Controlling who can do what in your application is crucial, and in many cases not everyone should have the same permissions or capabilities in the application, as this can lead to security risks and operational inefficiencies.
In this blog, we show a couple of techniques for restricting access to application functionality based on the user using the app.
There are two primary types of restrictions in Capella Columnar:
Restricting Access to the Columnar UI: Access to the user interface (UI) is controlled by assigning specific roles to users. This ensures that only authorized personnel can interact with the UI.
Defined Roles and Access for External Tools: In addition to UI access, Capella Columnar allows for the definition of roles and access permissions for various external tools, such as BI tools and REST APIs.
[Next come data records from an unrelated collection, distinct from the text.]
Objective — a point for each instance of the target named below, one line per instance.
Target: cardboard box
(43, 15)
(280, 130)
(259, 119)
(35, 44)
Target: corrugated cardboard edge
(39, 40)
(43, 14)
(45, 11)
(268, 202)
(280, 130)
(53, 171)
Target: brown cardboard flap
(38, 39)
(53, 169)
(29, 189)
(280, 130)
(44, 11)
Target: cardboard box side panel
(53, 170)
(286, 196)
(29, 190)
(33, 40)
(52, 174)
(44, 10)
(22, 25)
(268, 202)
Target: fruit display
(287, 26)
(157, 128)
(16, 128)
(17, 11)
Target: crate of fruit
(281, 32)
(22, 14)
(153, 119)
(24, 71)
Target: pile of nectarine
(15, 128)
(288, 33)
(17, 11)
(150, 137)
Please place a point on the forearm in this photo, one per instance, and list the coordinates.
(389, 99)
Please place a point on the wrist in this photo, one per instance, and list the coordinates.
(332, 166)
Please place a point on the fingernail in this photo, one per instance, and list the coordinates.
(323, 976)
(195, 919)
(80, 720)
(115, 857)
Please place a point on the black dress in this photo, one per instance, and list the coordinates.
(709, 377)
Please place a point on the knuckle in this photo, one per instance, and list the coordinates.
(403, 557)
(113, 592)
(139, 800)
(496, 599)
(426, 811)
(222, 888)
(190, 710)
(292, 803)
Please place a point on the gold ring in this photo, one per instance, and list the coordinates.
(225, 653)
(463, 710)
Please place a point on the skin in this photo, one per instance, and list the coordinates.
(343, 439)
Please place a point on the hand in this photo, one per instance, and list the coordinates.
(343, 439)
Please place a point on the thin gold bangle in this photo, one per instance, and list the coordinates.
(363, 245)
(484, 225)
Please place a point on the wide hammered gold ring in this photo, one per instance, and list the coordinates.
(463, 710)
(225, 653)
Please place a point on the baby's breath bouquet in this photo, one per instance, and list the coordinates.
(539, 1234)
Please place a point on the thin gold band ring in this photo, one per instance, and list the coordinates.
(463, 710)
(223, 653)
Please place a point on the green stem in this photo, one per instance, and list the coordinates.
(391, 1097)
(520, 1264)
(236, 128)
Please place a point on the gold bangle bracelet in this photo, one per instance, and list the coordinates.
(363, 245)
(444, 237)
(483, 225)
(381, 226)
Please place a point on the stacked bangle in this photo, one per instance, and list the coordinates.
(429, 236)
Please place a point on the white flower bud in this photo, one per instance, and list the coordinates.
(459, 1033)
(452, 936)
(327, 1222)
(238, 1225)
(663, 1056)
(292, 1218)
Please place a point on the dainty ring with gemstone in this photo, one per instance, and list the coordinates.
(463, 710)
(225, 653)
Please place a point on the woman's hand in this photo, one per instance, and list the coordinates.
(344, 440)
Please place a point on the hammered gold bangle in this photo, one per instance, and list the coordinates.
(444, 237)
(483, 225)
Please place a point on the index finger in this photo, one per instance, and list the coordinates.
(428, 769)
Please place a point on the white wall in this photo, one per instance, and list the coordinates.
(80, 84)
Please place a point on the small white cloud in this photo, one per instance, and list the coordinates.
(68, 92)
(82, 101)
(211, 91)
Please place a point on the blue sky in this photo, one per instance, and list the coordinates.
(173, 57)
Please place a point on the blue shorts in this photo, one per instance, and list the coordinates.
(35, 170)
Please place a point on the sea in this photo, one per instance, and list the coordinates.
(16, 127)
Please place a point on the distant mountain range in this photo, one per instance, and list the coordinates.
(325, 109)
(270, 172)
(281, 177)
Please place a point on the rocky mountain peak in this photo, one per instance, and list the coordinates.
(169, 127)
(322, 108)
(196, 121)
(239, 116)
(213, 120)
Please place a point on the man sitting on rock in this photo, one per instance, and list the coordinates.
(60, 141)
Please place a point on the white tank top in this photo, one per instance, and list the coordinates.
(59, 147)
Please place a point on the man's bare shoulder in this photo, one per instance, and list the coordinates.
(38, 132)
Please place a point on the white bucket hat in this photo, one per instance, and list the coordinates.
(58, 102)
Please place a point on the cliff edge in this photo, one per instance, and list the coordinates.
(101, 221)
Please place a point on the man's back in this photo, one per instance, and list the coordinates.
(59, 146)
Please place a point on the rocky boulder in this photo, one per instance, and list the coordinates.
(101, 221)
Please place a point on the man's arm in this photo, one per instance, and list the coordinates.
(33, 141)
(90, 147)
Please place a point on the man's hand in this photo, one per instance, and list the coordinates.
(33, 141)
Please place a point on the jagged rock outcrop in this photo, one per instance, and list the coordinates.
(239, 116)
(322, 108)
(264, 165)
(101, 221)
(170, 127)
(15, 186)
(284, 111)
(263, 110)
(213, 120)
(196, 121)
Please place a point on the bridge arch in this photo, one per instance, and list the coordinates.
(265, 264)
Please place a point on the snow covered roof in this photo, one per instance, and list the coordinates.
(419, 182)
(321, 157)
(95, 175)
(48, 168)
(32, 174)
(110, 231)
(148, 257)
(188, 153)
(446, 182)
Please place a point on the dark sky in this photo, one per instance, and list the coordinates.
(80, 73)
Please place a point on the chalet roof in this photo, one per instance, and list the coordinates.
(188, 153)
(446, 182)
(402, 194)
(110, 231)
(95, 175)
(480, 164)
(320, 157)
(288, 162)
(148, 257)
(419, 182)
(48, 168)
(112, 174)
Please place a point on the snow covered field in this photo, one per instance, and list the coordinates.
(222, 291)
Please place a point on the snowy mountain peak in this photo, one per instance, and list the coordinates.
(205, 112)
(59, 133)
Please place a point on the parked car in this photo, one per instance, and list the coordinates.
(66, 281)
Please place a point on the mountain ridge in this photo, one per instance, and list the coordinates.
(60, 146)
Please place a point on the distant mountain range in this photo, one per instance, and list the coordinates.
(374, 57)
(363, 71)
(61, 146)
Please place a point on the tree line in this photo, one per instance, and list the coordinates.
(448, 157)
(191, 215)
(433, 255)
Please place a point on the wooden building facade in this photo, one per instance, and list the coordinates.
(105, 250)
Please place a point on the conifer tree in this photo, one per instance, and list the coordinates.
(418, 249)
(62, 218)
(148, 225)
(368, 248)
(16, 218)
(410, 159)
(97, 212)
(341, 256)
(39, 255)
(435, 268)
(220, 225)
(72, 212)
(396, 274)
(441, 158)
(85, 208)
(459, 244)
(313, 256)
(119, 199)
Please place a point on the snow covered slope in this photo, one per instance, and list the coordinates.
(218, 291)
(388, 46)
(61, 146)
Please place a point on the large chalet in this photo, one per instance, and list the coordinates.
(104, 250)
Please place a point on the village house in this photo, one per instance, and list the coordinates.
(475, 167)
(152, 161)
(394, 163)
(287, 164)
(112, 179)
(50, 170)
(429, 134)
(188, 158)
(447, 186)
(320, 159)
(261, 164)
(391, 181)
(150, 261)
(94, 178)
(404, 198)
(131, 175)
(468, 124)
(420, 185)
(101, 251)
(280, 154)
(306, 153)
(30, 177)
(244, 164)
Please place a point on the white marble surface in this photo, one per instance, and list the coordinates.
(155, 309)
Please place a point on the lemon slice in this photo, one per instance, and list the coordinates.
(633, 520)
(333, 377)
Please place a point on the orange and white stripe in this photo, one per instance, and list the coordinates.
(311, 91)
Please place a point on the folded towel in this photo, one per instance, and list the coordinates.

This fine-grained control helps secure your data and ensures that each user has the necessary permissions to perform their tasks without overstepping boundaries.
Let us understand the Columnar RBAC with an example. Penny, the startup founder of ClientEase is a Capella Columnar customer.
ClientEase acts as an intermediary between companies and their customers, handling support and inquiries using data provided by the parent company. They provide efficient assistance in training and development services as well.
One of the projects in ClientEase is Retail Chain Management. Penny has an Organization Owner role in Capella.
Penny being the startup founder has many other responsibilities. She gave Rob, who is a manager, responsibility for this project and made him the Project Owner.
Rob took full responsibility for the project and divided it in a structured way. He created two clusters in Columnar named Retail Sales Analysis and Product Performance.
He appointed Jack and Kim. Jack is assigned a Columnar role Database Reader/Writer. Rob wanted Kim to look after cluster management and monitoring but did not want Kim to have access to the data and was assigned Project Manager.
Jack did a great job and created databases and scopes and collections in both the cluster according to the use case. He created links and ingested data from AWS S3 to the columnar clusters. He created the following structure of the project which made Rob really happy.
ClientEase uses Power BI for support analysis. Rosa and Denis manage customer support for this project. Rob wants to keep things clean and distinguished.
Rob has created access accounts for Rosa and Denis and assigned them appropriate roles and privileges, allowing Rosa to read from both clusters and Denis to create Tabular Views.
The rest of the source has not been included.